The title of the award-winning paper is “Optimized Parameters for Over-Height Vehicle Detection under Variable Weather Conditions,” published in the September 2017 issue of the Journal of Computing in Civil Engineering. Vela’s coauthors are Ioannis Brilakis, the Laing O Rourke Reader in Construction Engineering at the University of Cambridge, and his Ph.D. student Bella Nguyen, who conducted the research for this project at Georgia Tech through the Marie Curie International Research Staff Exchange Scheme.

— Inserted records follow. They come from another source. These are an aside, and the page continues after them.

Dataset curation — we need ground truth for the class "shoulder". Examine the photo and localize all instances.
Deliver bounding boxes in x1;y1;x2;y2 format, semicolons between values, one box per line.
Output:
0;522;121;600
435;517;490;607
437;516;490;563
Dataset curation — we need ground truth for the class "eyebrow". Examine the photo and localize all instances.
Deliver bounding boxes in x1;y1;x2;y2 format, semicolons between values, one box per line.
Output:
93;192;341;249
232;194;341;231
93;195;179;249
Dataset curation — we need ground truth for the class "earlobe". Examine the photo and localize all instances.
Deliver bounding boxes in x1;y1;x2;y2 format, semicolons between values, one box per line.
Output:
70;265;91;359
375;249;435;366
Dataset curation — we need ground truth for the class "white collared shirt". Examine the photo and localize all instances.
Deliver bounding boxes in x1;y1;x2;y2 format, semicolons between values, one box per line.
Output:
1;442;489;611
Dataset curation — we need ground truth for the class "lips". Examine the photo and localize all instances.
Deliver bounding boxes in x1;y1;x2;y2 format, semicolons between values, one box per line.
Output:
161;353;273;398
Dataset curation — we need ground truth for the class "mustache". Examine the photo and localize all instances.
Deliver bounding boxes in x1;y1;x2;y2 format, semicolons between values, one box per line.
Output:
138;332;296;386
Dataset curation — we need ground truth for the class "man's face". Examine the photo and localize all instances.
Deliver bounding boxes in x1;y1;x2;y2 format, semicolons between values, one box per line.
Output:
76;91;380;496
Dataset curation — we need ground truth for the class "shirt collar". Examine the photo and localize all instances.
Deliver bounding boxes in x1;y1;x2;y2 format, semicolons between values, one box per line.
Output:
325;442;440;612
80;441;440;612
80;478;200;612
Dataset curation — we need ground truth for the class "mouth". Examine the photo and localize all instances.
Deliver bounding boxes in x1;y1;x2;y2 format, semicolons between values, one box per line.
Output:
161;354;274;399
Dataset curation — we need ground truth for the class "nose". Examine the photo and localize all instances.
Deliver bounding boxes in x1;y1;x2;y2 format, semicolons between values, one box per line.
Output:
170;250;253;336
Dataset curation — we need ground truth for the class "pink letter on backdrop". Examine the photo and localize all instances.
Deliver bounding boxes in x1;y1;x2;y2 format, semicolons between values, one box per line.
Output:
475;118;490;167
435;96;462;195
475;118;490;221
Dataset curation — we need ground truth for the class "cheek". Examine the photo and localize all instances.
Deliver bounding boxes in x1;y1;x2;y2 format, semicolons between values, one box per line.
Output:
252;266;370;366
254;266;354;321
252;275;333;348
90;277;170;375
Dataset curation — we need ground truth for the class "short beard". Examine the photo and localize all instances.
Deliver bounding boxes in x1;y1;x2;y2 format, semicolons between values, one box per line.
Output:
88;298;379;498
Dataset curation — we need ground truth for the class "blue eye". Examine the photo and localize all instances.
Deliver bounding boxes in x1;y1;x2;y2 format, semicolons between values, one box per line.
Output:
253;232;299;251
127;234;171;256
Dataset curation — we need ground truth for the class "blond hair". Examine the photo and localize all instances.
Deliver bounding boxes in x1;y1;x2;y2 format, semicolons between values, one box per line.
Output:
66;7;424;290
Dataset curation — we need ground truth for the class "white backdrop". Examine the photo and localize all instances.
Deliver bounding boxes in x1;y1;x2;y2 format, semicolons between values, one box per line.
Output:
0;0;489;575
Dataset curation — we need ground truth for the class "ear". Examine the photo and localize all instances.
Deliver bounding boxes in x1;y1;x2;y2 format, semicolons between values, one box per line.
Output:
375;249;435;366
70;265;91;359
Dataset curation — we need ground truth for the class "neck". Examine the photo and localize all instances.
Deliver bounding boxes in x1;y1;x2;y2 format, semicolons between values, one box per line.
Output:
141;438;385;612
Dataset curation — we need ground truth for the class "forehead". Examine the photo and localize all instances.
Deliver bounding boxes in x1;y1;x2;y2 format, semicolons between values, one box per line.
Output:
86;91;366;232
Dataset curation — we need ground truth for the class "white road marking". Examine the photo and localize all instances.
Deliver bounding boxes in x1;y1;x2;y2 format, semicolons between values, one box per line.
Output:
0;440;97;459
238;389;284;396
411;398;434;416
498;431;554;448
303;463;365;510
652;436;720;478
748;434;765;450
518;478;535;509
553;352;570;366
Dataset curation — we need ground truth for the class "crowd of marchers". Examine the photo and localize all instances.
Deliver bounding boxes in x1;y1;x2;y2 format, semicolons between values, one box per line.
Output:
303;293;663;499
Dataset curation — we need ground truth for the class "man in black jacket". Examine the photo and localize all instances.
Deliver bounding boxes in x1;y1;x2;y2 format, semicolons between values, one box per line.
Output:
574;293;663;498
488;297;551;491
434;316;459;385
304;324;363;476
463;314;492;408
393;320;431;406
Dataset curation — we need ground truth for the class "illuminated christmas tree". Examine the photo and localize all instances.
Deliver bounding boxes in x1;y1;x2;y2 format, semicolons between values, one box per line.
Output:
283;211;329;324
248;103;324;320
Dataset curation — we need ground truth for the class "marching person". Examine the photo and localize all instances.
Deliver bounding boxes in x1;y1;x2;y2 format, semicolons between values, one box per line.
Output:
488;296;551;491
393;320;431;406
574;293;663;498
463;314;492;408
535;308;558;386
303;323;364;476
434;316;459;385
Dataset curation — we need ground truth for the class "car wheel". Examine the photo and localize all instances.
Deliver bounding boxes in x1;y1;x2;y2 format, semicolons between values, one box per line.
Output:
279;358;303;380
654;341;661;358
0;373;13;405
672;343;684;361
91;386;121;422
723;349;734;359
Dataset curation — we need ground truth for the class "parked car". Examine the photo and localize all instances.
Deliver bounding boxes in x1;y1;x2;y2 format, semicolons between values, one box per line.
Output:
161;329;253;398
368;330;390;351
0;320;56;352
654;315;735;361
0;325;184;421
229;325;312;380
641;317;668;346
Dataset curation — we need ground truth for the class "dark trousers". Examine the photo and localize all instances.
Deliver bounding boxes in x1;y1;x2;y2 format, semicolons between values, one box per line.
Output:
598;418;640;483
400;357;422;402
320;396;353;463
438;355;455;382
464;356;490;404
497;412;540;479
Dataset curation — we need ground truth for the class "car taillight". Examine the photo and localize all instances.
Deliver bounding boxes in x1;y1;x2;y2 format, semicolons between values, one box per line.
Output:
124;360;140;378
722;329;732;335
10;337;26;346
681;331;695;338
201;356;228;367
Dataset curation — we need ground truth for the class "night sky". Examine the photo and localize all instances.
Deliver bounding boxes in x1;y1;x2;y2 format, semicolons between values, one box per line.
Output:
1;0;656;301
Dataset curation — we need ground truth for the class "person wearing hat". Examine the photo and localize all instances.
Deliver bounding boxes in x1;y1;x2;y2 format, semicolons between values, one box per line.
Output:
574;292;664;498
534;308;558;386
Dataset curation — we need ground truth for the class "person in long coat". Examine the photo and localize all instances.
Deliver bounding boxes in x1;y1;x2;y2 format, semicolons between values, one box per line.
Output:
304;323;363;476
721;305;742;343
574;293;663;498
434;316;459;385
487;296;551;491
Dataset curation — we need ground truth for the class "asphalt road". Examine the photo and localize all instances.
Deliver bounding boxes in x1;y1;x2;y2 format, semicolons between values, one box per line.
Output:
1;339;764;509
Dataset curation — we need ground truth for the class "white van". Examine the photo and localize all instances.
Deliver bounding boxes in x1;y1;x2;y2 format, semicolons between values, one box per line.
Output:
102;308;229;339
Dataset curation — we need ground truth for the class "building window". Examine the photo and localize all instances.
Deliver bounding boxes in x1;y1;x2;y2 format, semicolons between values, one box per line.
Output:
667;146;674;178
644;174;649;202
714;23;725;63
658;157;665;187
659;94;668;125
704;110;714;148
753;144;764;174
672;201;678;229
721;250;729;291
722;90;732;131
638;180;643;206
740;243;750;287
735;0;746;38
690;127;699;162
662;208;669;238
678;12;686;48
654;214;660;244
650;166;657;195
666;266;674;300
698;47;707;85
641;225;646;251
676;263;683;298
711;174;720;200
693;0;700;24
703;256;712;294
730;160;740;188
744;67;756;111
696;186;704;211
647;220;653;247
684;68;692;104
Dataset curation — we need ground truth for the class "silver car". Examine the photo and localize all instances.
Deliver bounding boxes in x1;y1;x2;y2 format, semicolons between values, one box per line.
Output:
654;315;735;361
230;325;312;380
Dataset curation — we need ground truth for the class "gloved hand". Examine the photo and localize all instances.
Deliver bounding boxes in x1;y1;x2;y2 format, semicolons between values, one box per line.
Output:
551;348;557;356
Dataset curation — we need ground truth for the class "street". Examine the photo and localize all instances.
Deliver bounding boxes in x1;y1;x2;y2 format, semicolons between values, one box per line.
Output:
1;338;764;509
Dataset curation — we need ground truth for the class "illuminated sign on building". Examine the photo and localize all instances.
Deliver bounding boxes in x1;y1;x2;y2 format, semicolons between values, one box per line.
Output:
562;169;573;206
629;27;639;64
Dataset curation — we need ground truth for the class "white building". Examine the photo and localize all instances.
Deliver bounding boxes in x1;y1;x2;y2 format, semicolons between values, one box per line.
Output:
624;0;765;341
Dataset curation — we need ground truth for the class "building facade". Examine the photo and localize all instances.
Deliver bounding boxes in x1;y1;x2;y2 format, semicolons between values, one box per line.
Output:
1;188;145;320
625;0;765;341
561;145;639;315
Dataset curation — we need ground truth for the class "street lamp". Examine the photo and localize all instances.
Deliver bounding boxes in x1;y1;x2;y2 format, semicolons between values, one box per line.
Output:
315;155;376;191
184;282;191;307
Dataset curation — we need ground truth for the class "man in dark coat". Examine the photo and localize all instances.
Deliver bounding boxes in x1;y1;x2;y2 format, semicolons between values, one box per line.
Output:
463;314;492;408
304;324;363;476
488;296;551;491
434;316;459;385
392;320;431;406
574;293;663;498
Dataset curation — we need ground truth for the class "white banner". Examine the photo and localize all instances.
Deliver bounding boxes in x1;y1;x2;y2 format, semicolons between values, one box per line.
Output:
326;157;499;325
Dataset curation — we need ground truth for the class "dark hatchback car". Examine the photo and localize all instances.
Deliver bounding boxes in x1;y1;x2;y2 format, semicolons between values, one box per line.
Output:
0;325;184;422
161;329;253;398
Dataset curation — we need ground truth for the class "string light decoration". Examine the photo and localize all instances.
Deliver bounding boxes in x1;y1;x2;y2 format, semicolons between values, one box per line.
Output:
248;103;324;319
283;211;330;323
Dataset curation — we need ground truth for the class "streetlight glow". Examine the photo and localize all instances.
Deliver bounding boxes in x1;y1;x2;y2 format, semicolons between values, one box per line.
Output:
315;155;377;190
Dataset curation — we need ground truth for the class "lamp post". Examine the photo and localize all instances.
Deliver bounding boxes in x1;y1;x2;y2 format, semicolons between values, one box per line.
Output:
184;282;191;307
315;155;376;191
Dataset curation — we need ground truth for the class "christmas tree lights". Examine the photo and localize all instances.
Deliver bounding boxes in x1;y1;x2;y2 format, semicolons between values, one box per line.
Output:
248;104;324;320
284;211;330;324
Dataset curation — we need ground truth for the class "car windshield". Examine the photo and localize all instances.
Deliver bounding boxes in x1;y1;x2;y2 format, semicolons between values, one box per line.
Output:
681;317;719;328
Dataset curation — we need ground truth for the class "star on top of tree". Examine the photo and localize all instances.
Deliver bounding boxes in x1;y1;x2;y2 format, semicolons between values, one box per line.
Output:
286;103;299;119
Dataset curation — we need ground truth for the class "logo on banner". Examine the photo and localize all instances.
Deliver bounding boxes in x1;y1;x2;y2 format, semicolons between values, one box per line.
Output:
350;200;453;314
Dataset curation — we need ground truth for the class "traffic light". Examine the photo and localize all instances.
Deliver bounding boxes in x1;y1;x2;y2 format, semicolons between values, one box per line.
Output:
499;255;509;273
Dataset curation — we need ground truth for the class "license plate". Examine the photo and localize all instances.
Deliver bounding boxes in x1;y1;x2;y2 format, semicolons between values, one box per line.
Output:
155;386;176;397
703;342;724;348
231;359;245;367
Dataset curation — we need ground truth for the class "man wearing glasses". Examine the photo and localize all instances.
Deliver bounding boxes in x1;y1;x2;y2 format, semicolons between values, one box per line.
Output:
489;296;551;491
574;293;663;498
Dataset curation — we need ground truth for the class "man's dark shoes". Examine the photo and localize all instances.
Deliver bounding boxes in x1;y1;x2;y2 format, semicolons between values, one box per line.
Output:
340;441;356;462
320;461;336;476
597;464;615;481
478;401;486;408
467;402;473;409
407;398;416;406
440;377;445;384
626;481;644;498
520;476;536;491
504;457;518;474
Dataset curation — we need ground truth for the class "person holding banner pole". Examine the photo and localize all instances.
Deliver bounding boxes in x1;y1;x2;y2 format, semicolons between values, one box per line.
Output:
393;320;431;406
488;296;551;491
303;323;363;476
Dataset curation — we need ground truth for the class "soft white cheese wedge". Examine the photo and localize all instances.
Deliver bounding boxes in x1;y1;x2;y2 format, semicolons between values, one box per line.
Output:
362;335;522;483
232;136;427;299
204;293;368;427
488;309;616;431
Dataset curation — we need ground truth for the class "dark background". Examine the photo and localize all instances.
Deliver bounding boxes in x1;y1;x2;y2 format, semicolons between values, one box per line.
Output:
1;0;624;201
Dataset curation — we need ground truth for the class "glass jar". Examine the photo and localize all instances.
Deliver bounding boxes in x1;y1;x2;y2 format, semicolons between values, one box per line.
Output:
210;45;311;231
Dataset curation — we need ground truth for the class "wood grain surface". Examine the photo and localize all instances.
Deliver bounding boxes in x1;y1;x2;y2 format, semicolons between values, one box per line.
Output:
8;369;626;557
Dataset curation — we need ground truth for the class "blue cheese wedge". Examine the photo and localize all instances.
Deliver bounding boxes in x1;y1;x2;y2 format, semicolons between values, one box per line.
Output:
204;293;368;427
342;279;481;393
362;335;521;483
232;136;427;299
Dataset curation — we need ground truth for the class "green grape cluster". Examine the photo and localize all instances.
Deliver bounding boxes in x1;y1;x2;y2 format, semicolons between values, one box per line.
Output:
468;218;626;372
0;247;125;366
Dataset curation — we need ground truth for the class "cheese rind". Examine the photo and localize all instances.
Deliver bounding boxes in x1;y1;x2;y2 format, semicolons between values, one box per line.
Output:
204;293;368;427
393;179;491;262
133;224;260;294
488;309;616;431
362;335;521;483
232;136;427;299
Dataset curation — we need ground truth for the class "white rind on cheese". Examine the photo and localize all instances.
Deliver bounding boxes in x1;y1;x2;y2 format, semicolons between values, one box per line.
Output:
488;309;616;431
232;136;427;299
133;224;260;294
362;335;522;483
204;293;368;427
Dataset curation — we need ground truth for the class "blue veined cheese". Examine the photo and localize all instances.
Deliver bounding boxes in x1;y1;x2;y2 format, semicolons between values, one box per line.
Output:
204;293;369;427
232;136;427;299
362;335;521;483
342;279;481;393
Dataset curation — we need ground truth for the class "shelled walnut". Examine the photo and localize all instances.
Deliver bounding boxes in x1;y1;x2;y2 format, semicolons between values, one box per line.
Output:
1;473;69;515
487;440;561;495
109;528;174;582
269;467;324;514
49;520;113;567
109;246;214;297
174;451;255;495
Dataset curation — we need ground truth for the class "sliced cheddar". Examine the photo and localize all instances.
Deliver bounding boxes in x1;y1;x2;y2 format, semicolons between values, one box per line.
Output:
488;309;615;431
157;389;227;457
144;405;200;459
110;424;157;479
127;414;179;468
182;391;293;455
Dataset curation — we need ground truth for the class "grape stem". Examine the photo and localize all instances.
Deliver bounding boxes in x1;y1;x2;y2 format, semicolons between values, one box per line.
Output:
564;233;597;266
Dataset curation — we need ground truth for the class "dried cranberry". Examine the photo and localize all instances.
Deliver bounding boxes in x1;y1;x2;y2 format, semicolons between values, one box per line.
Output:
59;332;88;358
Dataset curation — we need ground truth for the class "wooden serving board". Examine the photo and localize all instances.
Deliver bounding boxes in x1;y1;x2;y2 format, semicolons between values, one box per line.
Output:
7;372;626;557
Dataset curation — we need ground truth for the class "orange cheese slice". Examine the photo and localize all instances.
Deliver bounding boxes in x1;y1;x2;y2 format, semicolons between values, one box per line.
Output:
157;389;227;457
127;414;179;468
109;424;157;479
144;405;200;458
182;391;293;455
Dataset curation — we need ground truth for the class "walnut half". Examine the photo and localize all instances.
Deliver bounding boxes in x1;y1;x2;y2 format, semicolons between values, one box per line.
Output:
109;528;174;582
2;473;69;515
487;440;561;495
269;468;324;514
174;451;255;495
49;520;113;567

Over-height vehicle drivers continuously ignore warning signs and strike onto bridges despite the number of preventative methods installed at low clearance bridges. In this paper, the authors present a new method for over-height vehicle strike prevention with a single calibrated camera mounted on the side of the roadway. The camera is installed at the height of the over-height plane formed by the average of the maximum allowable heights across all lanes in a given traffic direction; the error caused by the road gradient is assumed to be negligible and absorbed through the calibration process. 

At that height, the over-height plane can be safely approximated as a line in the camera view. Any vehicle exceeding this line is consequently over-height. The camera position and orientation are determined through a calibration process proposed. Instances of over-height vehicles are detected through optical flow monitoring. Evaluation of the system resulted in a height accuracy of ±2.875mm; outperforming the target accuracy of ±5cm, OH detection accuracy of 68.9%, and classification performance of 83.3%. Although its accuracy is comparable to existing laser beam systems, it outperforms them on cost which is an order of magnitude less because of eliminating the need for new permanent infrastructure.